In 1988, following a show at Madison Square Garden, the New York Times asked, “Can anyone, then, dance like Michael Jackson? Only if you can rise up on your toes without toe shoes, stay there, and keep up what is basically a nonstop two-hour solo.”
But it wasn’t just the angelic voice and mind-boggling dance moves that solidified Jackson’s throne in pop royalty history, it was also his unapologetically fabulous style underscoring each toe stand, heel pivot and crotch grab.
In his autobiography Moonwalk, Jackson wrote, “my attitude is if fashion says it’s forbidden, I’m going to do it.” Now some of Jackson’s rebellious pieces—a black sequined silk jacket, an equally-sequined red, white and blue shirt, and his signature fedora—are part of the collections at the National Museum of African American History and Culture and will be on view in the museum’s inaugural exhibition “Musical Crossroads.” The show is chockablock with iconic treasures tracing musical traditions and genres from gospel to rock ‘n’ roll to hip-hop.
“I think of Michael Jackson as kind of a sophisticated yet glamorous and otherworldly persona when he put on these clothes,” says Dwandalyn Reece, a curator of music at the museum who organized the exhibition. “That’s the Michael Jackson of that period. Obviously he morphed into different images since the Thriller heyday. But his clothes were really about him projecting who he was and who he likes to see himself as.”
Jackson wore these sparkly costume pieces on stage in 1984 during the six-month Victory tour, a series of concerts he performed alongside his brothers. Though the tour, named after the Jacksons’ 1983 album, featured all six Jackson brothers, it was clear that the crowds were there for Michael— Thriller hit the top charts almost two years earlier.
Jackson’s domination of the music world at that time is evident in the media coverage from the era. In an end-of-year review of popular music in 1984, Robert Palmer, the late New York Times music critic wrote about the tour:
An exceptionally broad cross-section of pop music consumers—black families and their kids, white families and theirs, young professionals of all sorts—flocked to 1984’s longest-running pop roadshow, the Jacksons’ ”Victory” tour. After their last shows, which took place in Los Angeles December 7-9, the Jacksons announced total attendance figures of 2,331,500 and a gross of some $70 million. The real victor was Michael Jackson. He was the one the crowds came to see, and his lead vocals and lithe dancing dominated every show. The proof is in the albums sales figures; the public bought more than 2 million copies of the Jacksons’ ”Victory” album, but that was peanuts compared to the still-skyrocketing sales of Michael Jackson’s ”Thriller.”
His undeniable electric stage presence, which sent fans into screaming fits, was only amplified by his sharp and shining stage style. The sequined jacket is the design of Bill Whitten, the designer also responsible for Michael Jackson’s famous white glove. The two sparkly shirts and the fedora will be on display in the “Beyond Category” section of the exhibition, sharing the limelight with artifacts from Quincy Jones, Ray Charles and Nina Simone and other groundbreaking artists.

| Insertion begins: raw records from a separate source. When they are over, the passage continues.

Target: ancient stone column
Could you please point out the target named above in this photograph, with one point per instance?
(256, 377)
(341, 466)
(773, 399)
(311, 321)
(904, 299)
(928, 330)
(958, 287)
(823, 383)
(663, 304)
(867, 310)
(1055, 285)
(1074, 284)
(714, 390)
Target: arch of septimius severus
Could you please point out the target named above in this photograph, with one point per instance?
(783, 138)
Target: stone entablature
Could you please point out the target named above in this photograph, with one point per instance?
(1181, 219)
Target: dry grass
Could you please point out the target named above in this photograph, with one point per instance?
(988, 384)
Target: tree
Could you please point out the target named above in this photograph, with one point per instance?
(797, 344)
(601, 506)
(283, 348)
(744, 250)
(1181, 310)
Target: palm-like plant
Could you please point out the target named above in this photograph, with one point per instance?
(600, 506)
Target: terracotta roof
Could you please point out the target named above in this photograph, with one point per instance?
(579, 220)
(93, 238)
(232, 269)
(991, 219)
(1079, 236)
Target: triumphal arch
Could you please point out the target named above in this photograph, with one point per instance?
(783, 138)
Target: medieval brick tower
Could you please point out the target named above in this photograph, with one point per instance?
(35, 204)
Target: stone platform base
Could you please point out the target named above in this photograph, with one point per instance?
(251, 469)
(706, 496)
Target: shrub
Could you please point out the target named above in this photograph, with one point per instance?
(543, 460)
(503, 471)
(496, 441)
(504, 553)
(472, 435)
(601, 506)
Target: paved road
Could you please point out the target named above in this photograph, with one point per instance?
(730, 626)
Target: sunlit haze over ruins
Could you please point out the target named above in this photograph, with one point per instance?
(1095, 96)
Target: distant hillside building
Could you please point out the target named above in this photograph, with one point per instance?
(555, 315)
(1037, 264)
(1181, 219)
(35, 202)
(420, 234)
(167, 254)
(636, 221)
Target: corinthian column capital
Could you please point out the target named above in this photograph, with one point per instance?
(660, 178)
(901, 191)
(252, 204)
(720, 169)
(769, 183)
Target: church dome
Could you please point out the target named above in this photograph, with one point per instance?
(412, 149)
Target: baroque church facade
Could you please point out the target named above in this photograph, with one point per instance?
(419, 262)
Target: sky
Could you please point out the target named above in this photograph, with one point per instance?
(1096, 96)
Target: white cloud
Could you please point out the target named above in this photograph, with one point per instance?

Jackson was certainly beyond category. His exquisite voice, seamless dance moves, and eccentric fashion were unparalleled by other artists of the time and continue to influence artists today. At Super Bowl 50, today’s queen of pop Beyoncé recalled Michael Jackson’s image, sporting a military-style black and gold jacket similar to the one Jackson wore during his own Super Bowl performance in 1993.
Many other celebrities have stepped out in Jackson-inspired outfits, and Lady Gaga even purchased some of his most famous pieces at auction. And designers have looked to Jackson for style vision such as French brand Balmain did with its spring 2009 collection featuring what Vogue dubbed “Drummer-boy Michael Jackson jackets.”
“He’s not the only pioneer but he certainly paved the way for all the entrepreneurs and artists that we have today who are doing a variety of things not only in the studio but in the industry,” Reece says. “I think we have Michael to thank for a lot of that.”